My guess is that it is in fact a little bit of both. One possible remedy would be to filter out those grains that are too small in the subsequent analysis. We will not go into such degree of refinment.
Size of the grains
In this section we visualize the radii of the equivalent ellipsoids
fig = mpl.figure.Figure(figsize=(8, 3))
ax = fig.add_subplot(1, 1, 1)
ax.hist(radius[:, -1], range=(0, 40), bins=40, linewidth=0)
ax.set_xlabel('a (vox)')
ax.set_ylabel('Number')
fig.tight_layout()
fig.savefig('radius_a_histogram.png', transparent=True)
fig = mpl.figure.Figure(figsize=(8, 3))
ax = fig.add_subplot(1, 1, 1)
ax.hist((radius[:, -2], radius[:-1]), range=(0, 20), bins=20, linewidth=0)
ax.set_xlabel('b, c (vox)')
ax.set_ylabel('Number')
fig.tight_layout()
fig.savefig('radii_b_c_histogram.png', transparent=True)
/usr/lib/python3/dist-packages/matplotlib/tight_layout.py:231: UserWarning: tight_layout : falling back to Agg renderer
warnings.warn("tight_layout : falling back to Agg renderer")

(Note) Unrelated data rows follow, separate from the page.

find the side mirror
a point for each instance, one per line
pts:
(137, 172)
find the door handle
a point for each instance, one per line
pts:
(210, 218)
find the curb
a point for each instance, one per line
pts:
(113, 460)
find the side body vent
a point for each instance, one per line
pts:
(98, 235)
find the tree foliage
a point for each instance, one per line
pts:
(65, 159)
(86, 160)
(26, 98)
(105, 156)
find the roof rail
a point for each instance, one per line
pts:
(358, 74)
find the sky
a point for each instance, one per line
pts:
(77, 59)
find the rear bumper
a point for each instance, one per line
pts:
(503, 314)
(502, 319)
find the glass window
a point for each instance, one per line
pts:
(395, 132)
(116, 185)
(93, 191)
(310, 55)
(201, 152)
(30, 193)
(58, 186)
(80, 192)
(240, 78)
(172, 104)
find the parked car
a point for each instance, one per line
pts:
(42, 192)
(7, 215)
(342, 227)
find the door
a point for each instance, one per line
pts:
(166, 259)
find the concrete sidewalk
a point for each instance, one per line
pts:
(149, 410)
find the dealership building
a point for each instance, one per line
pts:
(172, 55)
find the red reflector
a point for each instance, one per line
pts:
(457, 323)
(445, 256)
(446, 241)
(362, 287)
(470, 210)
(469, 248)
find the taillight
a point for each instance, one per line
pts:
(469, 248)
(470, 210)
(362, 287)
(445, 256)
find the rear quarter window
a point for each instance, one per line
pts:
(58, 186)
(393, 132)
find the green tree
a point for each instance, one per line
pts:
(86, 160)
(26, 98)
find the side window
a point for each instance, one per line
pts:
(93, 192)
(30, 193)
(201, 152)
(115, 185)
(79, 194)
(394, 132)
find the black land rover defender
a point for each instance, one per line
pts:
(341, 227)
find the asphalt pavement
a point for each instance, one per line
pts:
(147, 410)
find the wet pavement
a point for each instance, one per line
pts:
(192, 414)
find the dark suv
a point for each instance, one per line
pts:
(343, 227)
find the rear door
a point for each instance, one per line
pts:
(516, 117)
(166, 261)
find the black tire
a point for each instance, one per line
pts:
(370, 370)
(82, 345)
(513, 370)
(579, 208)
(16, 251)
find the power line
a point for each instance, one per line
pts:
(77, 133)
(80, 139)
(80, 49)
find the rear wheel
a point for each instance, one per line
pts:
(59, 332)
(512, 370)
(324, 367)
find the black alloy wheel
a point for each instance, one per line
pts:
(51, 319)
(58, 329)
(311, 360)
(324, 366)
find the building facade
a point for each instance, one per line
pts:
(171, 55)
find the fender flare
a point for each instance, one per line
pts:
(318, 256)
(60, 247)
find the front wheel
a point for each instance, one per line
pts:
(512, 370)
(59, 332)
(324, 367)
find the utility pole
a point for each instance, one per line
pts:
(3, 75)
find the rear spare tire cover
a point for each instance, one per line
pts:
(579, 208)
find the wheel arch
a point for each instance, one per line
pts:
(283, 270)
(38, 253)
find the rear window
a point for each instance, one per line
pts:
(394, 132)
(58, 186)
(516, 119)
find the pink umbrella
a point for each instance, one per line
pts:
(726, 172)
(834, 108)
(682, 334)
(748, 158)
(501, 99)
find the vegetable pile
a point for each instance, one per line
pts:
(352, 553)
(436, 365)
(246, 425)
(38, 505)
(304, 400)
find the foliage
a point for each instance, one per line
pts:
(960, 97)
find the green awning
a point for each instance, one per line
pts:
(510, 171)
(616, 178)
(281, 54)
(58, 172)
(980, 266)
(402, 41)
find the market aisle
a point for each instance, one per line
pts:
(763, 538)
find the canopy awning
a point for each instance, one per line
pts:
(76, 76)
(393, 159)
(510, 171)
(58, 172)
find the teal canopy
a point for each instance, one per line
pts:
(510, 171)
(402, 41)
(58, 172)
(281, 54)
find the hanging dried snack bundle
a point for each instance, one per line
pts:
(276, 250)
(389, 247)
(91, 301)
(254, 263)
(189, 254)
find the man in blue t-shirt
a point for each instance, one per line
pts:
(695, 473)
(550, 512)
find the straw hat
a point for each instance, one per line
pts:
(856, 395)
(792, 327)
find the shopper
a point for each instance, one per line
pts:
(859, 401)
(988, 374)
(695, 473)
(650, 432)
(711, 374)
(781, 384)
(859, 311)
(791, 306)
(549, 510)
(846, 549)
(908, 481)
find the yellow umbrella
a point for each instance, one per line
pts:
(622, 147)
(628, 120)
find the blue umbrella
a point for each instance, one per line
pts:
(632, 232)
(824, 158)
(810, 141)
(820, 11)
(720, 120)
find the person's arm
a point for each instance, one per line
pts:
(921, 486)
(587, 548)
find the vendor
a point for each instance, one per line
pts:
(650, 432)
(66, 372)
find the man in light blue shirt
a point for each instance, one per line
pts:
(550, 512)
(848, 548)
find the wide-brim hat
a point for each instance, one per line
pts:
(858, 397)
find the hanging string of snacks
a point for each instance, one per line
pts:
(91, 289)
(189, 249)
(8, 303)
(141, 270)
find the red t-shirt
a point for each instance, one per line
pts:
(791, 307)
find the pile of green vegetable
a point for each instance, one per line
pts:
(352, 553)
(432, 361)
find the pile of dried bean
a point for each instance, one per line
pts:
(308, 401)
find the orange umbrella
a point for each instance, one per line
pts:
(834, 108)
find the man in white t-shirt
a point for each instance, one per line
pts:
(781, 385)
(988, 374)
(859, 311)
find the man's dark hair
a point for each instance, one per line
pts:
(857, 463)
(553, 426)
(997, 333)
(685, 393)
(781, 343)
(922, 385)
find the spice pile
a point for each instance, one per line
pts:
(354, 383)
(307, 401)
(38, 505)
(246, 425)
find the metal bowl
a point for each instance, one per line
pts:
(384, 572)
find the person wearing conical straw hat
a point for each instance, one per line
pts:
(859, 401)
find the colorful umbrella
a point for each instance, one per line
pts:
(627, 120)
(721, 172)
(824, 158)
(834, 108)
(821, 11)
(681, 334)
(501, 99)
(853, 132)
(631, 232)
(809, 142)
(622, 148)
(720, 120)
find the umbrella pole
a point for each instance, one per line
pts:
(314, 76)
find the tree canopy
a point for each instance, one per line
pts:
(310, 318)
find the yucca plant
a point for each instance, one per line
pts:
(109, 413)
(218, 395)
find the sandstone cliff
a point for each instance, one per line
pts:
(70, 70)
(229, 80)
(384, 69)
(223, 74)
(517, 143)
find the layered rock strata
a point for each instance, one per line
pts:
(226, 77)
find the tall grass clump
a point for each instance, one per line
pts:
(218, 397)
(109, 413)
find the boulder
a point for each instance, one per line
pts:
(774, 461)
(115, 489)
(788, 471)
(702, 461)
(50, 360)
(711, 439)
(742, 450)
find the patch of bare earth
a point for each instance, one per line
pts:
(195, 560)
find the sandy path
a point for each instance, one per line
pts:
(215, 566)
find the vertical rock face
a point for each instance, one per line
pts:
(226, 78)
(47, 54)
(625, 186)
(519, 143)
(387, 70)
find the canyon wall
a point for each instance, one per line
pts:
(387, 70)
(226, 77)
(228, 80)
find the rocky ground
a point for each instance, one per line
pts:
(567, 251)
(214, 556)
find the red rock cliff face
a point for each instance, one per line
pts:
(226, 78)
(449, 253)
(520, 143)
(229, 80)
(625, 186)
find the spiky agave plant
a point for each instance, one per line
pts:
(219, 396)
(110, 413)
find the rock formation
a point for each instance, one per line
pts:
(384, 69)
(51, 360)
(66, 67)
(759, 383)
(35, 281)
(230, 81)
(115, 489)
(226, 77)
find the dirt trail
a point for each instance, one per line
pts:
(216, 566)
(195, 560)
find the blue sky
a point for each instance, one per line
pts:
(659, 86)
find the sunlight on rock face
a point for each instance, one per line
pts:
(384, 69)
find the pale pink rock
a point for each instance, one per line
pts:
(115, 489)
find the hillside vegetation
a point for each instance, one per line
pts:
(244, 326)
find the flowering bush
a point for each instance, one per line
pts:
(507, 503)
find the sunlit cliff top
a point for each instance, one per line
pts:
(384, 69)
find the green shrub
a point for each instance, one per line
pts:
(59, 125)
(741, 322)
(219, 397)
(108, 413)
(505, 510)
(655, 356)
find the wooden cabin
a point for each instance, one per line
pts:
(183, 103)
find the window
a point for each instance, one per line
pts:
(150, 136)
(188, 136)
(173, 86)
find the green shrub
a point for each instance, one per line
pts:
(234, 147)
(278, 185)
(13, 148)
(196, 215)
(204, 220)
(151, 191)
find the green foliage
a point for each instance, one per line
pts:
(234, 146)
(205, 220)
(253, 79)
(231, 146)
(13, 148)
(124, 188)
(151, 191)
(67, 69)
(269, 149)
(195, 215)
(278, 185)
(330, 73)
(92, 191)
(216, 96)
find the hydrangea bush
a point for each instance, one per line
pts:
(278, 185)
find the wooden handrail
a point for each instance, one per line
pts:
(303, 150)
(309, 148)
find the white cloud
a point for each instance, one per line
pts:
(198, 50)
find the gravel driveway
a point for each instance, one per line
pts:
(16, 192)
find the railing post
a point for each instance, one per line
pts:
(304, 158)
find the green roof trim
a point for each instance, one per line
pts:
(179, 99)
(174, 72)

The length of most grains is about 2×27=54 pixels (about 6.5 mm). Also, the
grains are not spheroids: indeed $b\neq c$.
Orientation of grains
This will be the topic of the next instalment of this series. We will only check for possible anisotropy by analysing the following second-order orientation tensor: $\langle\vec n\otimes\vec n\rangle$, where angle brackets stand for ensemble average. It can readily be verified that for isotropic distributions, this tensor is diagonal
$$\langle\vec n\otimes\vec n\rangle= \frac 13 \begin{bmatrix} 1 & 0 & 0\\ 0 & 1 & 0\\ 0 & 0 & 1 \end{bmatrix}.$$
Any deviation from this diagonal tensor indicates anisotropy (the converse is not true!). Computation of this orientation tensor is easy
nn = n[:, None, :]*n[:, :, None]
nn_avg = nn.mean(axis=0)
print(nn_avg)
[[ 0.27082401 0.02535001 -0.02444013]
[ 0.02535001 0.34864242 -0.00637534]
[-0.02444013 -0.00637534 0.38053357]]
Which shows that the distribution of grains is not isotropic. Analysis of the eigenvalues of the orientation tensor would show that the vertical direction is in fact a direction of anisotropy (which should not come as a surprise)… but we will leave it like that for now!
Conclusion
In this post, we have analysed the orientation of each grain. The orientation was defined as the orientation of the major axis of the equivalent ellipsoid. We are now ready to analyse orientation correlations among rice grains, which will be the topic of the next instalment.